Did some digging on the SAS India mess. Their first flight to India in 17 years turned back mid-air over Azerbaijan last week, and ticket sales are now paused till June 16. Turns out the whole thing is about ownership.
Most bilateral air agreements have an old clause called "substantial ownership and effective control". If Denmark designates an airline to fly to India, that airline should be majority owned and controlled by Danes, and India can refuse the permit if it isn't. This has been around since the 1940s and sits in almost every bilateral in the world.
SAS never had this problem earlier. When they last flew to India (Copenhagen to Delhi, until 2009), they were owned by the Danish, Norwegian and Swedish governments along with Scandinavian investors, and India had accepted that three-country structure for decades.

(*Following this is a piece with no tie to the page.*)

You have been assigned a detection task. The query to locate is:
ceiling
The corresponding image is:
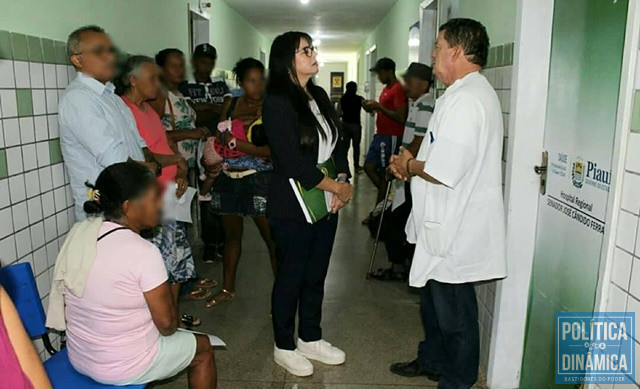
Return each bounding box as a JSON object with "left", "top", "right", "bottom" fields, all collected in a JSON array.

The ownership today looks very different. After their Chapter 11 restructuring, per SAS's own announcements:
Castlelake (US private equity): ~32%
Danish State: 26.4%
Air France-KLM: 19.9%
Lind Invest (Danish family office): 8.6%
Former unsecured creditors: ~13%
The single biggest shareholder is American. Air France-KLM is buying out Castlelake and Lind to reach 60.5%, but that deal closes only in the second half of 2026.

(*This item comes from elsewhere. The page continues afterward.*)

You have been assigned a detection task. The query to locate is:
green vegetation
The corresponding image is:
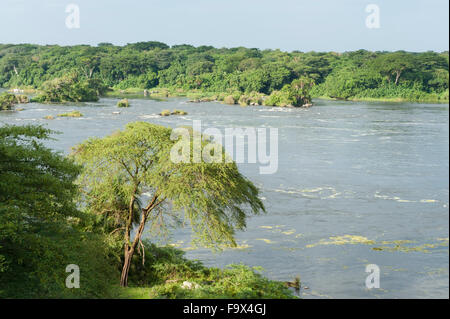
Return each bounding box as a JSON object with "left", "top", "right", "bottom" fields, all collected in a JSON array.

You'd think the EU angle saves them. India has a horizontal agreement with the EU since 2018, where India accepts EU-wide ownership instead of single-country ownership. That's how SWISS flies Zurich to Mumbai and Delhi while being 100% owned by Lufthansa (a German company), and how KLM flies here while sitting inside a French-controlled group.
And that's where this stops adding up. SAS's own EU operating licence requires the same majority EU ownership, and the post-bankruptcy structure was built exactly for that - Danish state, Air France-KLM and Lind together hold about 55%, and Brussels signed off on it. So an airline that clearly clears the 50% bar in Europe couldn't clear it in Delhi.
What's really happening here? Am I missing something?
TNIE EXCLUSIVE: Scandinavian Airlines stops ticket sale from Copenhagan to Mumbai till June 16. Sources
@DGCAIndia said operational authorisation was denied due to incomplete docs & no clarity on ownership.